Rob decided that he wasn’t prepared to give up and began to think of ways in which he could get himself out of difficulty. “The only way I knew how was to work my way out of it,” says Rob.
And so Rob got to work and drew on the knowledge that he had gained during his three years as a member of the EC.
Rob joined the EC whilst trying to balance his time between running an event promotion business, putting on regular events for around 1500 people, and making the pub that he had bought a success. “Unfortunately, I’d overstretched myself with the pub and all the money that I was making from the events was going into the pub to finish off the refurbishment,” Rob tells us.
After joining the EC, Rob learned about the importance of working on his business, rather than in it. He started to delegate the ‘£10 per hour’ jobs, such as invoicing, banking and any general admin, allowing him to focus on getting customers through the door.
The role that a database could play in growing his business had also been highlighted to Rob during his time with the EC. Both of Rob’s businesses had been built on solid databases which he grew at every opportunity, as well as segmenting his data in order to target his marketing at the right people. Combined with regular emails to his customers, Rob’s focus on his database brought in more and more revenue.
Rob also used Google AdWords to grow his business. “This significantly improved the number of bookings across all the pubs,” Rob says. Using AdWords meant that Rob really understood his numbers. By measuring conversions and tweaking key words, Rob was better equipped to predict the revenue of each pub on a daily basis, which in turn meant that he was in a better position to judge how many staff to employ.
“Over the years I’ve also had several one-to-one meetings with Nigel and he has been central in helping me make some key decisions in my business,” Rob says. These included the decision to take on my first marketing manager, which gave me the confidence to expand my business when opportunities arose.”
So, when Rob found himself facing challenging times, resolute in his decision to work through it, he decided to join Mastermind. “I couldn’t really afford it at the time, but I knew that if I was going to give both of my businesses a proper go, I needed all the expert help I could get,” Rob tells us.
It was during these EC Mastermind meetings that Rob devised a marketing plan to increase the sale of tickets for his three day musical festival, Eastern Electrics. Rob began by asking his customers to register their interest in the first phase of tickets. Over 2,000 people quickly signed up and Rob soon entered them into a marketing campaign, sending them four strategically written emails over the course of seven days to promote the event. The email campaign ran alongside a high impact Facebook launch, in which Rob ran a targeted ad campaign that reached 80,000 people. The advert offered an early-bird offer, with the first tier of tickets being sold at half price for a limited time period.

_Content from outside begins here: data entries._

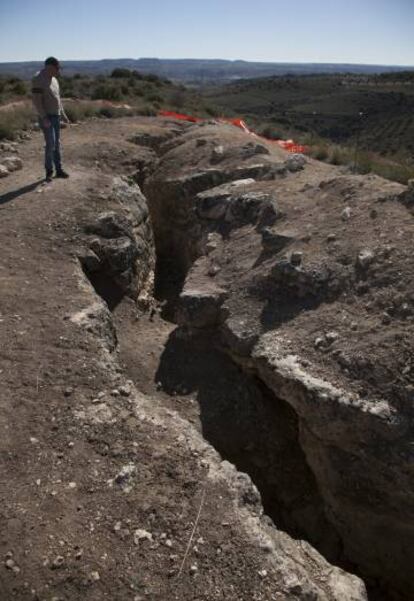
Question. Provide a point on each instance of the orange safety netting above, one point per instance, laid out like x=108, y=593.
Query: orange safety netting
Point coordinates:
x=288, y=145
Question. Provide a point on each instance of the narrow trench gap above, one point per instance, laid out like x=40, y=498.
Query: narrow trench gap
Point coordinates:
x=105, y=286
x=243, y=420
x=257, y=432
x=253, y=429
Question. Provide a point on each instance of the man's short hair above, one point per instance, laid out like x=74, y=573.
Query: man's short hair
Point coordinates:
x=52, y=61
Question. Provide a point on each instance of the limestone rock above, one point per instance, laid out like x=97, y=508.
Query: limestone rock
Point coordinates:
x=12, y=163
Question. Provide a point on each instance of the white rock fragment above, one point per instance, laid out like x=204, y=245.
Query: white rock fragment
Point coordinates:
x=141, y=535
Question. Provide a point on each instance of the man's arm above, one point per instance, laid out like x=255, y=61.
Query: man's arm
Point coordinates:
x=37, y=99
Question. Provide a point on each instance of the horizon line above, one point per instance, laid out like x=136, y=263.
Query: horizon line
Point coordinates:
x=268, y=62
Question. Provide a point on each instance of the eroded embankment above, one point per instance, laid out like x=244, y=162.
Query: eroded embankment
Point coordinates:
x=332, y=463
x=118, y=258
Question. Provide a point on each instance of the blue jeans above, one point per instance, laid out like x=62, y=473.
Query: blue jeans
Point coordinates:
x=52, y=139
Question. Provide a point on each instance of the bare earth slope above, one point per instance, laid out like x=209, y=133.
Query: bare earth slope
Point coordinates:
x=110, y=488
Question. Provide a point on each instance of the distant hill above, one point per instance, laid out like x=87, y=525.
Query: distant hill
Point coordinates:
x=376, y=109
x=197, y=70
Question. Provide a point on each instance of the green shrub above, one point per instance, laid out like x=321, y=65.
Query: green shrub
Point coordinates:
x=105, y=92
x=154, y=98
x=15, y=120
x=320, y=153
x=19, y=88
x=120, y=72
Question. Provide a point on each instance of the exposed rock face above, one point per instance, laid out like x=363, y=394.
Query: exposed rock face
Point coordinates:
x=119, y=257
x=352, y=393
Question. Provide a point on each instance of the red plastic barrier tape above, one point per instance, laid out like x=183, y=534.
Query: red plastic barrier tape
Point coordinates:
x=288, y=145
x=179, y=116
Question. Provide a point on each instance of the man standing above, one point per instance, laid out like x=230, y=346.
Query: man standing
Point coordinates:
x=46, y=99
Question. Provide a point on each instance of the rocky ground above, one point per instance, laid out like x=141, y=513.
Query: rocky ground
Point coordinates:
x=279, y=345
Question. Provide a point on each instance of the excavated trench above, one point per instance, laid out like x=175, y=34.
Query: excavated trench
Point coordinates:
x=242, y=419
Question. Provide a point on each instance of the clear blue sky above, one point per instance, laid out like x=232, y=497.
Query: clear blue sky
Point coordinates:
x=354, y=31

The results were spectacular. Rob sold a quarter of the event tickets, worth £100,000, within three days of them going on sale. “It did help that one of the acts we announced was also at number one in the UK charts at the time,” jokes Rob, “which was more luck than judgement, but I do believe that you make your own luck in life and business.”
Rob continued his marketing efforts and the festival went ahead. It was a sell-out and made a significant amount of money which rebuilt Rob’s business.